Havuz medyası ve CNN-Türk-NTV ve benzer yandaş kanallardaki sözde
ekonomi programcıları ve yorumcuları da aynı teraneyi
tekrarlıyorlar. Bu tavır ve söylemler ister istemez Sünnet
törenlerinde çocuklara söylenen “oldu da bitti maşallah, damat olur
İnşallah” tekerlemesini hatırlatıyor insana.
Keşke iş söyledikleri kadar basit olsa ve bu ekonomik sıkıntıları
kolayca aşabilmiş olsak. Ama gerçekler bunun tam tersi ne yazık
ki.
Bunların bir türlü anlayamadığı ve/veya anlamak istemediği,
yüzleşmekten ve özeleştiriden kaçındıkları husus şu ki; Ekonomide
daha da zor günler maalesef önümüzde duruyor.

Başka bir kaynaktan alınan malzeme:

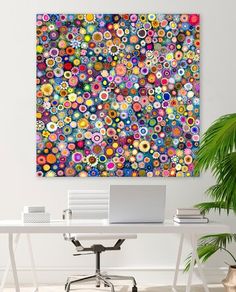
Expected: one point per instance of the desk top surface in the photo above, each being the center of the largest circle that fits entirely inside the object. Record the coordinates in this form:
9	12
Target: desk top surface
103	226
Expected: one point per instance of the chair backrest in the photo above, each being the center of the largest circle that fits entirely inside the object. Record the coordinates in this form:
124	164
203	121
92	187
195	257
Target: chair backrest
88	204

Kredi borçlarını ve hatta faizlerini ödeyemeyen firmalara takip
yapılması engellense de, logo ve stiker yapıştırılan market
mallarına zabıtalarla fiyat kontrolleri uygulansa da, Akaryakıtta
Otomatik Fiyatlandırma sistemi dondurulup, litre başına 1 TL’yi
aşan maliyetler ÖTV’den karşılanıp, bütçe açığına yansıtılsa da,
ekonomide turbun büyüğünün heybede olduğu gerçeği değişmez,
değiştirilemez.
Saygın-bağımsız ve tanınmış birçok iktisatçı, akademisyen ve
uzmanın fikir birliği ettiği ve söylediği üzere uzun süreli, derin
salınımlı bütün krizlerin anası sayılabilecek ve en az bir
jenerasyonu (kuşağı) olumsuz etkilemesinden endişe duyulan bir
sürecin henüz başındayız.
Ekonomide her şeyi spekülatif ve dış odakların saldırısına, Brunson
olaya vb. bağlayarak, kendi yönetim, politika ve idari hatalarını
kabul etmeyen ve kibirli hareket edenler de bu gerç...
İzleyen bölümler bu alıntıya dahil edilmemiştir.